Belgian Patent Attorneys are getting organized – Launch of the Belgian Institute

Emilie BlancheEmilie Blanche
Belgian and European Patent Attorney
Head of Patents at Office Kirkpatrick

The first general assembly of the Institute for Belgian patent attorneys was held on 30 September 2021. This follows many years of preparation in a particularly complex frame of Belgian regulations.

Access to the profession requires the passing of a qualifying examination. Subsequently, there was no follow-up, no clear definitions of the prerogatives or obligations of Belgian patent attorneys. It was, therefore, very difficult for the Office to provide an up to date list of professional representatives resulting in many people on the list being long retired or even dead.

There was no organization responsible for training or continuous professional development or code of deontology. In essence, there was no official organisation for patent attorneys to contact; to address questions; or to share experiences.

Over several years, a small group of Belgian patent attorneys (which I’m not going to name lest I forget anyone) joined forces and worked hard in collaboration with the Belgian Patent Office to propose a text that would fit within Belgian laws. Thus, on 08 July 2018, a Law was enacted giving protection for the title of “Mandataire en brevets / Octrooigemachtigden” thereby giving birth to the Belgian Institute.

The mission statement of the Institute includes:

  • Establishing a list of its members;
  • Coordinating continuous professional development for its members;
  • Ensuring the respect of the Disciplinary Rules and the Code of Conduct;
  • Allowing the expression of opinions on subjects within its competencies (on its own initiative or on request);
  • Allowing for the exchange of information with the Commission in charge of the qualification of the patent attorneys about the affiliation status of the members of the Institute.

The Institute is composed of three Divisions: a General Assembly, a Council and a Disciplinary Committee.

Belgium is a federal state, consisting of three Regions: Brussels, Flanders and Wallonia, and three official languages: Dutch, French and German, not necessarily overlapping. The use of languages within federal administrations is strictly defined in a law dating back to 1966. Depending on whether you are an individual or a company, and depending on your address, you may not be free to employ any language in your communications with federal services.

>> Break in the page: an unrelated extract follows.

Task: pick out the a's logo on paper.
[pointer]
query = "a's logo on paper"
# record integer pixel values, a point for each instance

To be in line with language and representativity within the Institute, the President and Vice-president of the General Assembly must not belong to the same language community. The same rule applies in the Council, consisting of four elected members, where “two members must belong to another linguistic group” and the president and vice president of the Council must not belong to the same linguistic group. The Disciplinary Committee consists of four members (comprising a President nominated by the King and three elected members), and four additional members with similar language provisions. Elected and nominated members can hold office for up to six years in all three Divisions.

At its initial meeting on 30 September 2021, the first task of the General Assembly was to proceed with the elections for the various divisions. A call for candidates had been published in spring. Applicants had to choose the language community they were running for (as many bilinguals could have run for both) and provide a CV. There was also an expectation of gender parity for the members of the Council.

An initial problem was to determine the number of active Patent Attorneys. Subsequenly, elections were conducted step by step, starting with the President of the General Assembly, with a pause in between each vote to let the organizing team (the Belgian Office) check within the list of remaining candidates as to who could “run” for the next position in view of its language community and gender requirements where applicable. This led to situations where more than five people could be elected, and only one was suitable for the next round.

By mid-day, the elections had been successfully concluded. The afternoon was spent discussing the rules of each of the three Divisions, and voting on proposed amendments, process which could not be finanlized due to the absense of a quorum by the end of the afternoon to allow validation of the votes. 

It was gratifying to see that elected members originated from both industry and private practice, which will hopefully bring a constructive balance. Now, the Institute has to start operations, a first Phase being finding an address, opening a bank account, and many other practical matters. The Disciplinary Committee will only start during a second Phase when a basis for its establishment has been determined and when members are officially affiliated to the Institute following payment of an annual membership fee. It is hoped that the profession can only benefit from a better organization (in terms of training and education); dialogue between colleagues (of both linguistic communities); communication with the Patent Office; and deontology rules.